According to our results, the possible use of photographs as proof for medicolegal proceedings should only be considered under strict conditions. First, photographs have to be analyzed on digital high-definition format by a minimum of two experts. Then, interpretations of photographs must come along with clinical and radiological data as a set of arguments taken into consideration in the legal decision. Finally, photographs should be taken in a standardized manner to exhaustively point out the normal or pathological aspect of all intra articular structures. A protocol defining the number of photographs, the structures seen on each of them as well as the angulation of the scope and the surgical portal used requires to be established.

The use of miniature photograph printed on the operative report for medicolegal purposes should be avoided. In our practice, arthroscopy photographs are no longer included in the operative report but rather uploaded in the electronic medical file of the patient, thus available latter on for any use. As suggested by Brown [24] already in 1989, recording videotapes appears as the best option to accurately and reproducibly diagnose intra articular knee lesions. He raised the difficulty of using videotapes compared to “still images” for various purposes such as publishing or teaching. Somehow, what he pointed out is still relevant 35 years later since videotape use remains limited in some institutions like ours by the issue of large file storage in patient’s file.
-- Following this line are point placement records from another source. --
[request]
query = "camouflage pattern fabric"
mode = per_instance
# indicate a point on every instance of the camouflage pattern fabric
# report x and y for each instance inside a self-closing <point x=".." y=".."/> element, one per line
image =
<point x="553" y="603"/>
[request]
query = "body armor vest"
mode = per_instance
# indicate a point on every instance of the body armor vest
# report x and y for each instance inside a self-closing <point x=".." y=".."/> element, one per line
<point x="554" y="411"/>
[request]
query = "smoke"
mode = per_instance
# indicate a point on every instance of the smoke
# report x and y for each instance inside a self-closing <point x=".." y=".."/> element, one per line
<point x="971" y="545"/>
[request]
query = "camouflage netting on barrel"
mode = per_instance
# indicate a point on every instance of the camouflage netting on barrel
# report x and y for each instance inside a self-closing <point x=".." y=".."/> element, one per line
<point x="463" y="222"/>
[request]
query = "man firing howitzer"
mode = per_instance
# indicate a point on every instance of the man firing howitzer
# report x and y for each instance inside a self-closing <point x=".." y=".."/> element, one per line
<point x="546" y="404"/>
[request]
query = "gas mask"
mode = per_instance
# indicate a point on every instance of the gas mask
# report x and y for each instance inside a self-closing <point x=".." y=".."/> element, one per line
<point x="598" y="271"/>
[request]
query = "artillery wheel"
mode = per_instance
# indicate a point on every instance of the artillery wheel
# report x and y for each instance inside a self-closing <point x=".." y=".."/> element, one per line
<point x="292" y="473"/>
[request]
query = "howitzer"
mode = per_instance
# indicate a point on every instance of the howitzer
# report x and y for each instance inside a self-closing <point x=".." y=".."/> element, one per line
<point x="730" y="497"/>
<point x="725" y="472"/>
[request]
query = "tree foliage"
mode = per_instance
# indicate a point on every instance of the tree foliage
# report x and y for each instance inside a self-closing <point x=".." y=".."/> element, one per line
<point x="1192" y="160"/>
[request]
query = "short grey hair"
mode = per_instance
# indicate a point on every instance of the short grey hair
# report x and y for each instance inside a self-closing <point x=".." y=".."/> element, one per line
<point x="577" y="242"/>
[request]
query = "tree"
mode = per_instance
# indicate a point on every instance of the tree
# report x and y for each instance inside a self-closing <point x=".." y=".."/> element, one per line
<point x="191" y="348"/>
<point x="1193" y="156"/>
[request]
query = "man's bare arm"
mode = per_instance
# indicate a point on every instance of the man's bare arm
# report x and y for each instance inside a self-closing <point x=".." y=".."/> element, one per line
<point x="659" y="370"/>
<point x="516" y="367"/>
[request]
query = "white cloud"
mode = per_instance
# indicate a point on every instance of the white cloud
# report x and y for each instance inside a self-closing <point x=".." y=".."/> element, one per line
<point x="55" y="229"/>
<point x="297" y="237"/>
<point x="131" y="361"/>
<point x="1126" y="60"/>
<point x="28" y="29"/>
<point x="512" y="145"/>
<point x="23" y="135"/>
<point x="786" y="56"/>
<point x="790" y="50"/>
Despite the widespread use of photographs in medical practice, its regulation by governmental law in terms of capture method, data transfer, storage, copyright and medical privacy remains limited [25]. Arthroscopic photographs consist of non-identifiable image for which informed consent seem sufficient in obtaining and storing them in the patient’s medical file.

Arthroscopic diagnoses of the knee based on photographs alone are not reproducible, particularly for classifying lesions. In the event of a legal investigation following knee arthroscopy, the photographs included in the operative report should not be, by themselves, used to hold the surgeon liable.